Bu dönem; bireyin, fiziksel, ruhsal, biyokimyasal ve sosyal yönden büyüme, gelişme ve olgunlaşma süreçlerini peşe peşe yaşadığı, çocukluktan yetişkinliğe geçiş dönemi olarak bilinir. Arayış, yol bulma ve hayatı sorgulama dönemidir gençlik dönemi. İçinde aynı anda hem coşkuyu hem karmaşayı barındır, duyguların uçlarda yaşandığı dönem olması dolayısıyla intihar vakalarına da bu dönemde çok sık rastlanır. İstatistikler incelendiğinde intihar edenlerin yarısının bu yaş grubu içerisindeki gençlerin oluşturduğu, madde ve alkol bağımlılığın temellerinin de yine bu dönemde atıldığı görülmektedir.

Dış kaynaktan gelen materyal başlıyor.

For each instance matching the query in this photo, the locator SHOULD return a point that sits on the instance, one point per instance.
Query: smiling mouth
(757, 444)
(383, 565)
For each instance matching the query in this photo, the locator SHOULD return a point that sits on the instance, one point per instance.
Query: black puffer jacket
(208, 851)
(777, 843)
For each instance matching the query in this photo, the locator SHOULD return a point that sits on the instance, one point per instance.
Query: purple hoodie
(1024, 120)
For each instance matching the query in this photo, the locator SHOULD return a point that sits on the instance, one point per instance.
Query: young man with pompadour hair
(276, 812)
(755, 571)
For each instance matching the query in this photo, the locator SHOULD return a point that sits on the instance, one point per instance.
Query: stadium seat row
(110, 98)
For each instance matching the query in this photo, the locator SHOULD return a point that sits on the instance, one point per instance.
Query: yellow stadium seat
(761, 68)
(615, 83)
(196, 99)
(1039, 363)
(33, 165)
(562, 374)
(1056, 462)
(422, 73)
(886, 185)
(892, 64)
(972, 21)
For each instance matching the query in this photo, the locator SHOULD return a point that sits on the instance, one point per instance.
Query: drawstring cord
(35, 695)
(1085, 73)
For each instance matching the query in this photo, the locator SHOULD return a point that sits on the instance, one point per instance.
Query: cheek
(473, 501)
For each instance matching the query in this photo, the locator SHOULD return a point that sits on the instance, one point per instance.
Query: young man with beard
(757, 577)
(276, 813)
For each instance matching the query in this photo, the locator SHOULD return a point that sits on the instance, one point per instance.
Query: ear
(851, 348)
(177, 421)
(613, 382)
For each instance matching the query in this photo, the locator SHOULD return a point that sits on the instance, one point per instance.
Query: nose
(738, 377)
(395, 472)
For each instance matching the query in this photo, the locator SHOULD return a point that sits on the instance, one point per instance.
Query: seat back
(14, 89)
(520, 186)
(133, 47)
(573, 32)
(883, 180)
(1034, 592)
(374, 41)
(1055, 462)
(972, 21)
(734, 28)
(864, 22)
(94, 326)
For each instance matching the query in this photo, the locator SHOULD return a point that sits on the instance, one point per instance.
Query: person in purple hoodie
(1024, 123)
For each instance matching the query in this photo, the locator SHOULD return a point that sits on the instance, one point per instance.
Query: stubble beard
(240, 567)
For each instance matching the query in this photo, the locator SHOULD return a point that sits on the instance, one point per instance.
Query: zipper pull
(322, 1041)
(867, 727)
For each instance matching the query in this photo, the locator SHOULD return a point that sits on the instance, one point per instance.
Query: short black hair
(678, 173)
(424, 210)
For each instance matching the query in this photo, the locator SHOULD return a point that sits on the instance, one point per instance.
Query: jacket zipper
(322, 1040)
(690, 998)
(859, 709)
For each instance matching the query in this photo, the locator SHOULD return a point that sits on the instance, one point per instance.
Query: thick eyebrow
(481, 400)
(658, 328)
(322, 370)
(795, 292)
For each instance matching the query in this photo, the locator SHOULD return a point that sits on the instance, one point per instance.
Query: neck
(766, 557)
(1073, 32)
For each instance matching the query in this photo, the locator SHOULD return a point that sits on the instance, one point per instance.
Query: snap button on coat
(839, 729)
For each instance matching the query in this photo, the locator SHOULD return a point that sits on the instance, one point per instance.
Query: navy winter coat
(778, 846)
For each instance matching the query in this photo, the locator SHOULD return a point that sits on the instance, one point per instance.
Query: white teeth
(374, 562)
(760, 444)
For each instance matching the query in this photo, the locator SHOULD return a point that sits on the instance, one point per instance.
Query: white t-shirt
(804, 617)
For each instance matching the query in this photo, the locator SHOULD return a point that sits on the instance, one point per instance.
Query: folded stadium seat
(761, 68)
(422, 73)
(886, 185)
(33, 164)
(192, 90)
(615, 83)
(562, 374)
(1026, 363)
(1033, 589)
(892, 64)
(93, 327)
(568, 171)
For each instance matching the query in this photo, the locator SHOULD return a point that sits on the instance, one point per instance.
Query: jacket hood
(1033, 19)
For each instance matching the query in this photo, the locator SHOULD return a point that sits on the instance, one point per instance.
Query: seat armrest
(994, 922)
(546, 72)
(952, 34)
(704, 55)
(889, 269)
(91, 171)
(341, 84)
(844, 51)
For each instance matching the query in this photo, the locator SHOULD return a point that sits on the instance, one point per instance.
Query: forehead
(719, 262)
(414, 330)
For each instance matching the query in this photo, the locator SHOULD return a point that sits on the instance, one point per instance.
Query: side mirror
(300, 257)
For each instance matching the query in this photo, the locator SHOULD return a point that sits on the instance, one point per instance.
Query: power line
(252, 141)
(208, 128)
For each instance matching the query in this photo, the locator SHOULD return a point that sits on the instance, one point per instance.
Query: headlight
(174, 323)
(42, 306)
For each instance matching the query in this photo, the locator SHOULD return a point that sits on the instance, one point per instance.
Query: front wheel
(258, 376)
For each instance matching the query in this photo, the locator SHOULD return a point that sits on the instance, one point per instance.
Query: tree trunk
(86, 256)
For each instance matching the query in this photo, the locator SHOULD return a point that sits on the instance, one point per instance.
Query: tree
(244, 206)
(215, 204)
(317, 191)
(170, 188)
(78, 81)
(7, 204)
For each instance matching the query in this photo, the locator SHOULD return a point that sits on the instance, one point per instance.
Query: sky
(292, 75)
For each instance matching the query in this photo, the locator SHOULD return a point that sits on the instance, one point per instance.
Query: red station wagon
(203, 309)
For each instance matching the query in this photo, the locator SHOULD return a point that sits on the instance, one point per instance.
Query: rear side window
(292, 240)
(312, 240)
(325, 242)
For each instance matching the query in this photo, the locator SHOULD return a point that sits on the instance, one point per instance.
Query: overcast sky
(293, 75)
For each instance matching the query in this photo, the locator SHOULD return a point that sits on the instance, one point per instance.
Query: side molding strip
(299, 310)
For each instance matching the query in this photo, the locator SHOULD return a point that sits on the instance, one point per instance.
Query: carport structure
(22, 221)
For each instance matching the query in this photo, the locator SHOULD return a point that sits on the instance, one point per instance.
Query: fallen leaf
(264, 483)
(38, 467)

Yaş evreleri içerisinde önemli bir evre olan gençlik döneminin sağlıklı atlatılması, ilerleyen yaşlarda sağlıklı ruh ve beden yapısına sahip olunabilmesi açısından önem taşıyor. Ülkemizin nüfus yapısına bakıldığında, nüfusumuzun yüzde yirmisini bu dönem içerisinde bulunan gençlerin oluşturduğu görülüyor, yani nüfusumuzun beşte biri genç bireylerden oluşuyor.
Geleceğimizin temelini oluşturacak gençlerimizin sağlıklı bir gençlik döneminin ardından yetişkinlik dönemine adım atabilmeleri için onlara yardımcı olmak hepimizin görevi. Gençlerimizin sağlıklarıyla, psikolojileriyle veya sosyal sorunlarıyla ilgili problemlerini anlatabilecekleri, kolaylıkla danışmanlık hizmeti alabilecekleri merkezlere başvurabilmeleri bu konunun en kolay ve kestirme çözümlerinden biri.

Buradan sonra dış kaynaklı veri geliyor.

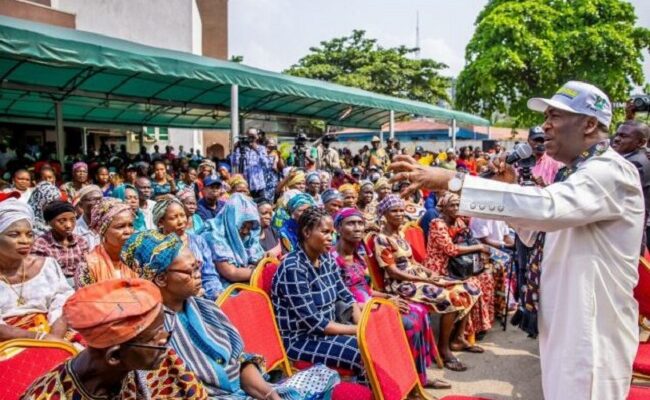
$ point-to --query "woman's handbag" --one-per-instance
(467, 265)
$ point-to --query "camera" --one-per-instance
(641, 103)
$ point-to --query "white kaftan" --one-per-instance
(588, 334)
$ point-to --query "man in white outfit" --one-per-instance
(593, 219)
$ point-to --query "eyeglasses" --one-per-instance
(169, 316)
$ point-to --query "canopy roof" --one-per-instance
(103, 80)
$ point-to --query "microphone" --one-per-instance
(520, 152)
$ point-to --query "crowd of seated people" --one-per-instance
(169, 237)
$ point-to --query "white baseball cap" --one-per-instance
(578, 98)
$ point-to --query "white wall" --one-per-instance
(169, 24)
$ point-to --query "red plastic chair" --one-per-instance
(22, 361)
(262, 277)
(250, 310)
(414, 235)
(376, 274)
(639, 393)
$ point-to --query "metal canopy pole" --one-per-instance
(234, 115)
(60, 134)
(453, 133)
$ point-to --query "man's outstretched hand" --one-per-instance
(419, 176)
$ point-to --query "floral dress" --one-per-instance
(446, 297)
(417, 322)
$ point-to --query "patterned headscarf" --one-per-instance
(298, 201)
(43, 193)
(299, 177)
(102, 214)
(150, 253)
(381, 183)
(313, 177)
(390, 201)
(12, 210)
(223, 232)
(329, 195)
(345, 214)
(160, 208)
(446, 199)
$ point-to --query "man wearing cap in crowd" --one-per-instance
(121, 321)
(208, 207)
(593, 216)
(545, 167)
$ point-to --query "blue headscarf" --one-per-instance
(150, 253)
(222, 233)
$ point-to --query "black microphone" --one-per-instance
(520, 152)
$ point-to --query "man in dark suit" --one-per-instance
(630, 142)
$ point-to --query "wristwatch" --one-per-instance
(455, 185)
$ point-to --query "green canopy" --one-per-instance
(102, 80)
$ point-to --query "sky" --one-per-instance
(274, 34)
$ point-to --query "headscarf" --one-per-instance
(186, 193)
(78, 165)
(114, 311)
(299, 177)
(103, 213)
(160, 208)
(12, 210)
(313, 177)
(56, 208)
(390, 201)
(223, 232)
(150, 253)
(446, 199)
(329, 195)
(347, 187)
(298, 201)
(381, 183)
(43, 193)
(345, 214)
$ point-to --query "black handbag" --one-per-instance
(467, 265)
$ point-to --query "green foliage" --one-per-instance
(360, 62)
(527, 48)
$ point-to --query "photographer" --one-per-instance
(251, 159)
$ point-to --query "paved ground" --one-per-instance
(509, 369)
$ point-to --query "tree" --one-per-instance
(360, 62)
(527, 48)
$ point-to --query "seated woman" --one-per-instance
(113, 221)
(60, 243)
(410, 280)
(269, 237)
(310, 298)
(233, 237)
(169, 216)
(289, 231)
(195, 223)
(132, 361)
(129, 194)
(33, 289)
(203, 336)
(43, 194)
(441, 247)
(350, 226)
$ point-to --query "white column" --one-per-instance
(60, 134)
(234, 115)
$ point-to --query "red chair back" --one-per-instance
(23, 361)
(642, 290)
(391, 369)
(263, 275)
(376, 274)
(250, 311)
(414, 235)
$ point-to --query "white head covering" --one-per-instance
(12, 210)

Gençlik Merkezleri yeni bir oluşum değil aslında. Yakın zamana kadar ülkemizin farklı yerlerinde, sınırlı sayıdaki binası ile gençlerimize bir süre hizmet verdi bu merkezler. Sağlık Bakanlığı ve UNİCEF’in işbirliği ile 2003 yılından itibaren açılmaya başlanan Gençlik Merkezleri, gençlere yönelik danışmanlık ve sağlık hizmeti veren birinci basamak kuruluşlar olarak 2008 yılına kadar varlığını sürdürdü. Bu tarihe kadar sayısı 40’a ulaşan Gençlik Merkezleri, bu tarihten sonra Sağlık Bakanlığının dönüşüm politikası ile aile hekimliği uygulamasına geçmesinin ardından gelişimini durdurdu. Açıldığı ilk dönemlerde büyük ilgi ile karşılanan, önemle üzerinde durulan merkezler unutulmaya terk edildi ve maalesef buralara başvuran gençlerin sayısı da ciddi anlamda azaldı.
Sağlık Bakanlığının yeni yapılanması içerisinde geri plana itilmiş durumda olan Gençlik Merkezlerinin tekrar canlandırılması gerekiyor. Bu canlandırma için çeşitli alternatifler düşünülebilir. Yerel yönetimler böyle bir görev üstlenebileceği gibi, belediyeler hizmet verdikleri bölgelerde, 250 bin nüfusa en az bir Gençlik Merkezi yapmak sureti ile bu merkezlerin yeniden hareketlenmesine ön ayak olabilirler. Diğer bir alternatif de Aile ve Sosyal Politikalar Bakanlığının bu işi yürütmesidir. Gönüllü yerel yönetimler ile Aile ve Sosyal Politikalar Bakanlığının bu konuda birlikte hareket etmesi konuya verilen ehemmiyetin anlaşılması açısından en doğru alternatif olacaktır.